Fast Forward: Die Digitalisierung erlaubt nun, Qualität und Quantität der Parameter zur Preisfindung dramatisch zu erhöhen: Feingliedrigste Simulationen würden, einem Schachcomputer gleich, die Folgen aller möglichen Preise vorauszuberechnen. Damit wären die Kosten des Handels selbst nicht nur für die tauschenden Parteien untereinander, sondern auch z.B. die durch den Handel auftretenden Folgen der Veränderung der Investitionsfähigkeit der Handelnden jeweils gegenüber der Gesellschaft zu berücksichtigen.

Wodurch diese einen Anspruch ableiten könnte, in die Kalkulationen einbezogen zu werden: Die Total Cost of Ownership, aller unmittelbar und mittelbar von einem Handel Betroffenen, als Steuerung für einen individuellen Preis.

Dieses Szenario nennen wir hier den “ästhetischen Markt”, das noch interessanter wird, wenn auch jede Form von Marktplatz, inkl. aller Distribution, Kontrolle und Kommunikation selbst, vollständig digital sein wird. Soviel zum Beispiel.

Letzte Differenzierung
In der skizzierten Welt verlieren deontologische und teleologische Ethiken an Bedeutung. Nicht weil sie falsch wären oder keine Moral beschreiben könnten; sondern weil die biologisch-physikalisch determinierte Kultur-Welt, in der sie Haltepunkte fanden, in der ihre Argumente Subjekten, Objekten und Situationen zuzuordnen waren, verschwimmt.
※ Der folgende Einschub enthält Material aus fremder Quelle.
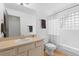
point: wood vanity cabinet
(35, 48)
(10, 52)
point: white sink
(23, 41)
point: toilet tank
(53, 39)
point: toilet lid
(50, 45)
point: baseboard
(68, 50)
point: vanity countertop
(7, 44)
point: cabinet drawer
(39, 51)
(11, 52)
(23, 54)
(26, 47)
(39, 43)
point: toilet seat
(50, 46)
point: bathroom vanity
(28, 46)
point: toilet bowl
(50, 48)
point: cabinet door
(39, 51)
(11, 52)
(23, 54)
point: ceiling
(42, 9)
(45, 9)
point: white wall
(1, 16)
(25, 20)
(68, 37)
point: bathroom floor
(56, 53)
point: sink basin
(23, 41)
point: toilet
(50, 47)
In einer vollständig virtualisierten Welt, könnte das letzte Unterscheidungsmerkmal, die Intention aller handlungsbefähigten Entitäten sein.

Ironischer Weise wäre so eine Tugendethik die einzig verbliebene Differenzierungsmöglichkeit – das letzte Funktionssystem einer Kardashev X Gesellschaft.

Dimensionen des Wandels
Dieser Gedanke ist gestützt durch Erwartungsgrößen, die von den “NBIC”-Technologien ausgehen: Doch allein die durch sie ermöglichten Gedankenexperimente selbst, offenbaren die Tiefe des Wandels für unsere Gesellschaft: Sehr wenig von dem, was wir bisher als Grundfesten unserer Welt verstanden haben, egal ob es kultureller, physikalischer, chemischer oder sonstiger Natur ist, ist ein wirklich sicherer Ort des Rückzugs. Alles könnte anders werden. Vielleicht.